Jiddah was arrested by Israeli occupation forces on 5 September 1968, along with his brother Abdullah and their cousin and comrade in the Popular Front for the Liberation of Palestine, Ali Jiddah.

Mahmoud was sentenced to 25 years in jail, while Ali was sentenced to 20 for planting bombs. Both of them were released in 20 May 1985 in a prisoner exchange between Israel and the splinter group PFLP-GC.

A self-proclaimed Palestinian, African and socialist, Mahmoud, like his cousin, refused all pressure to deport him from Jerusalem.

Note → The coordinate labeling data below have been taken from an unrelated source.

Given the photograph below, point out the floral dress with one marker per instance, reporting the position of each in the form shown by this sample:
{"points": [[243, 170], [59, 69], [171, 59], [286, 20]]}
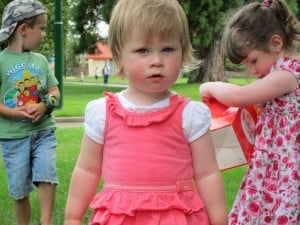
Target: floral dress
{"points": [[270, 190]]}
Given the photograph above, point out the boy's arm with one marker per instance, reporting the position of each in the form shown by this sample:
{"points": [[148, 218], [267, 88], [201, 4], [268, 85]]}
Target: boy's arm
{"points": [[208, 179], [15, 113], [84, 182]]}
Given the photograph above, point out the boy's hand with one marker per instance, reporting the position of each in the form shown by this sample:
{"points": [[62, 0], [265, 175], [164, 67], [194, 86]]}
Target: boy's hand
{"points": [[204, 91], [36, 111], [21, 113]]}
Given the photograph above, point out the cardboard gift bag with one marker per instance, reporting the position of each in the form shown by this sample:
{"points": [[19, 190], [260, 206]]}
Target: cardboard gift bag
{"points": [[233, 132]]}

The men preferred to spend most of their lives in jail over leaving Jerusalem.

Mahmoud’s brother Abdullah, though, was deported in 1970, and was separated from his family and city.

“The first time I saw my brother was in Switzerland in 1993 when I got an invitation to a human rights conference in Geneva. I will never forget that moment,” Jiddah said. “The second time we met after that was in Jordan in 2012, which only makes me wonder: do I still have 20 years left in my life to see my brother again?”

Mahmoud Jiddah is as old as the Nakba. His community embodies the Palestinian narrative of uprooting, defiance and survival in all of its details.